Even before the war and its democratising influences, Archie had
always lacked that reserve which characterises many Britons; and
since the war he had looked on nearly everyone he met as a brother.
Long since, through the medium of a series of friendly chats, he had
heard all about Salvatore's home in Italy, the little newspaper and
tobacco shop which his mother owned down on Seventh Avenue, and a
hundred other personal details. Archie had an insatiable curiosity
about his fellow-man.

"Well done," said Archie.

"Sare?"

"The steak. Not too rare, you know."

"Very good, sare."

Archie looked at the waiter closely. His tone had been subdued and
sad. Of course, you don't expect a waiter to beam all over his face
and give three rousing cheers simply because you have asked him to
bring you a minute steak, but still there was something about
Salvatore's manner that disturbed Archie. The man appeared to have
the pip. Whether he was merely homesick and brooding on the lost
delights of his sunny native land, or whether his trouble was more
definite, could only be ascertained by enquiry. So Archie enquired.

"What's the matter, laddie?" he said sympathetically. "Something on
your mind?"

"Sare?"

"I say, there seems to be something on your mind. What's the
trouble?"

The waiter shrugged his shoulders, as if indicating an unwillingness
to inflict his grievances on one of the tipping classes.

"Come on!" persisted Archie encouragingly. "All pals here. Barge
alone, old thing, and let's have it."

Salvatore, thus admonished, proceeded in a hurried undertone--with
one eye on the headwaiter--to lay bare his soul. What he said was
not very coherent, but Archie could make out enough of it to gather
that it was a sad story of excessive hours and insufficient pay. He
mused awhile. The waiter's hard case touched him.

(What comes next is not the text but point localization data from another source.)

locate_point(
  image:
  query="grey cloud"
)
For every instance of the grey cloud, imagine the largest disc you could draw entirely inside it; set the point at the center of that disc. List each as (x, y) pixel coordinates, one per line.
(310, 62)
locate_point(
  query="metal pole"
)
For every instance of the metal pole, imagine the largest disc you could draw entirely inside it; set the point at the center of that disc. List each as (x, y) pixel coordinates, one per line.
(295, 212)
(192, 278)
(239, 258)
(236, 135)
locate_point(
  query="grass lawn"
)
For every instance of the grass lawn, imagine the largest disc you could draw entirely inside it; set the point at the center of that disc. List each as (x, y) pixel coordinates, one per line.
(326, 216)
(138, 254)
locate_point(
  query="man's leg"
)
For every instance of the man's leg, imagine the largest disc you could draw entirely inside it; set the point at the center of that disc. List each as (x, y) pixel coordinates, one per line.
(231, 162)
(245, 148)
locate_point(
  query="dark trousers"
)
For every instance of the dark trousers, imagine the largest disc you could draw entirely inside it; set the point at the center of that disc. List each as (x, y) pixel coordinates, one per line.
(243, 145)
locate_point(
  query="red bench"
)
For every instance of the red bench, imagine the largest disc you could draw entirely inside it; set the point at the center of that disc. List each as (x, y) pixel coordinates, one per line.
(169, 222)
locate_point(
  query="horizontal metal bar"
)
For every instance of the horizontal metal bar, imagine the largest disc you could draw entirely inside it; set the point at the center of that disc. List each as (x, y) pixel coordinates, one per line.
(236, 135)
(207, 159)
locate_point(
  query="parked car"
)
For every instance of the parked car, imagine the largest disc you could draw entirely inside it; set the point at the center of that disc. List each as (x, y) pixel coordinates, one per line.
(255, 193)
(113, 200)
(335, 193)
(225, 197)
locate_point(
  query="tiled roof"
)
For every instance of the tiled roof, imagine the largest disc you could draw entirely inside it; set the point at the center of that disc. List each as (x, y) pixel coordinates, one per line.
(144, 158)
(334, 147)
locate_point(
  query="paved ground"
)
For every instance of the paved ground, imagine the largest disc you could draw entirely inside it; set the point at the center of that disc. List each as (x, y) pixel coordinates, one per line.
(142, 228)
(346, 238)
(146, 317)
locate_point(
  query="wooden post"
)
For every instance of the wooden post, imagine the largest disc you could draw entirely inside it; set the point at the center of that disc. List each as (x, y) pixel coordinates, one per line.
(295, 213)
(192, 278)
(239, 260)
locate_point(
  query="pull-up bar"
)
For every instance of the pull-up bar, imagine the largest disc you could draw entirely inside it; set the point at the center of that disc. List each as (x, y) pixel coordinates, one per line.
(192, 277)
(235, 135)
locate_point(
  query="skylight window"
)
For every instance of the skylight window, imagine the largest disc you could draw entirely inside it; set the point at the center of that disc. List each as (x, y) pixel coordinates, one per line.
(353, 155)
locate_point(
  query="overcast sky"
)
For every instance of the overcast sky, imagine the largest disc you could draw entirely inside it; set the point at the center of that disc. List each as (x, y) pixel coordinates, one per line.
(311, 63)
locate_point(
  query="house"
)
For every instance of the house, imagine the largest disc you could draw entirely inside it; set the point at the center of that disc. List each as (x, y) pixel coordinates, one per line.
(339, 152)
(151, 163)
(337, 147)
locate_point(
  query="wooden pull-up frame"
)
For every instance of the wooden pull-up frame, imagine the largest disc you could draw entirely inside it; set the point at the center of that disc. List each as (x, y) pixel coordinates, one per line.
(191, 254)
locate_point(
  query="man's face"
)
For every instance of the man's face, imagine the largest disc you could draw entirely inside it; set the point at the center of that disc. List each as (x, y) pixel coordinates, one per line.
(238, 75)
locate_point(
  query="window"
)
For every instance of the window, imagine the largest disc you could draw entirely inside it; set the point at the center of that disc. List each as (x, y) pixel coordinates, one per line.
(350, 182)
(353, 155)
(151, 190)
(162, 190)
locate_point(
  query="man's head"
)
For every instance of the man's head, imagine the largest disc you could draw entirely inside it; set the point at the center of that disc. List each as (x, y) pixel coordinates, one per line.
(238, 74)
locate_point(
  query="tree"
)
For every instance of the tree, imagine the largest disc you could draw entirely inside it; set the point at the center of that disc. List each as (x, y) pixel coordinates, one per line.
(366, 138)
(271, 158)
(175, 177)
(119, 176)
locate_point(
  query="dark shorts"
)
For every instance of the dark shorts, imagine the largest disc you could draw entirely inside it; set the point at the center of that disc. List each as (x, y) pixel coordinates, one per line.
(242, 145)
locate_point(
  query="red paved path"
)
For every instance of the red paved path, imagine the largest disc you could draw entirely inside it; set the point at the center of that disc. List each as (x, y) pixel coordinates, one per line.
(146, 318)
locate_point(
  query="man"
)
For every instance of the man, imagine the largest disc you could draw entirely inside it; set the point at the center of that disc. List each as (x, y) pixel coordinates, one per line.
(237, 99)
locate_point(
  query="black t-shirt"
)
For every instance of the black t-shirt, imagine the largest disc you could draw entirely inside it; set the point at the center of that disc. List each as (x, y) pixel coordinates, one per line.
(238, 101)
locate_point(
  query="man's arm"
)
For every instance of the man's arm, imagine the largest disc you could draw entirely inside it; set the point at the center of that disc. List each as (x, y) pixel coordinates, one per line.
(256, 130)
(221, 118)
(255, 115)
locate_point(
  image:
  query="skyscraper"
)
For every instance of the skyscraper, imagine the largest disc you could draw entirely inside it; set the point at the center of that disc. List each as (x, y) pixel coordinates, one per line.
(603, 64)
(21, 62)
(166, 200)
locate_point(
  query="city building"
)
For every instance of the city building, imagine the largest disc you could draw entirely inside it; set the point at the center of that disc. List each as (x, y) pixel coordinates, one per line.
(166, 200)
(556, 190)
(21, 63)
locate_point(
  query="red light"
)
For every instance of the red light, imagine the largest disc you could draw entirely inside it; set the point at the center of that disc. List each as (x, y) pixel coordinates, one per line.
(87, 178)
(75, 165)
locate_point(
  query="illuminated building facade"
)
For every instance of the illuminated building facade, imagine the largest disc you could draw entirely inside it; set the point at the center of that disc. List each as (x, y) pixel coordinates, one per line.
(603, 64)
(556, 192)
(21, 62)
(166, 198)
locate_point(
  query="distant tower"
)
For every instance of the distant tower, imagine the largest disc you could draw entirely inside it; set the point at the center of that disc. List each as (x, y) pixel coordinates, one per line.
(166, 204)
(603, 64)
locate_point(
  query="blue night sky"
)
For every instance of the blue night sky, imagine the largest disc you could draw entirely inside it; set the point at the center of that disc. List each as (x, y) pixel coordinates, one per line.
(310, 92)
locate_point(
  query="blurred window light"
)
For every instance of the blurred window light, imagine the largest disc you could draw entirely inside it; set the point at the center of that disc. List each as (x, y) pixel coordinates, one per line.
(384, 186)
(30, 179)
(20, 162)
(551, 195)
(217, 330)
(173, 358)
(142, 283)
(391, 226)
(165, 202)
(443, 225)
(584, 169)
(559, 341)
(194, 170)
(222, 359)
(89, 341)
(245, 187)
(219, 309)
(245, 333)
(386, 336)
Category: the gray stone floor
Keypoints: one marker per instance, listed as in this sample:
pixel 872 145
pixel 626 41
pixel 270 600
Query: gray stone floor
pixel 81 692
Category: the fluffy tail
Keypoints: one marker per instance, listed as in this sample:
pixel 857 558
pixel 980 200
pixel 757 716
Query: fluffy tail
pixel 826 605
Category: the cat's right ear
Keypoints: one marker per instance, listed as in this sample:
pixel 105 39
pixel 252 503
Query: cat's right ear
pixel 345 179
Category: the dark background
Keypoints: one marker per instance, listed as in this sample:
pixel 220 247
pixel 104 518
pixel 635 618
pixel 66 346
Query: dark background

"I'll tell you what," he said at last. "When jolly old Brewster
conies back to town--he's away just now--I'll take you along to him
and we'll beard the old boy in his den. I'll introduce you, and you
get that extract from Italian opera-off your chest which you've just
been singing to me, and you'll find it'll be all right. He isn't
what you might call one of my greatest admirers, but everybody says
he's a square sort of cove and he'll see you aren't snootered. And
now, laddie, touching the matter of that steak."

The waiter disappeared, greatly cheered, and Archie, turning,
perceived that his friend Reggie van Tuyl was entering the room. He
waved to him to join his table. He liked Reggie, and it also
occurred to him that a man of the world like the heir of the van
Tuyls, who had been popping about New York for years, might be able
to give him some much-needed information on the procedure at an
auction sale, a matter on which he himself was profoundly ignorant.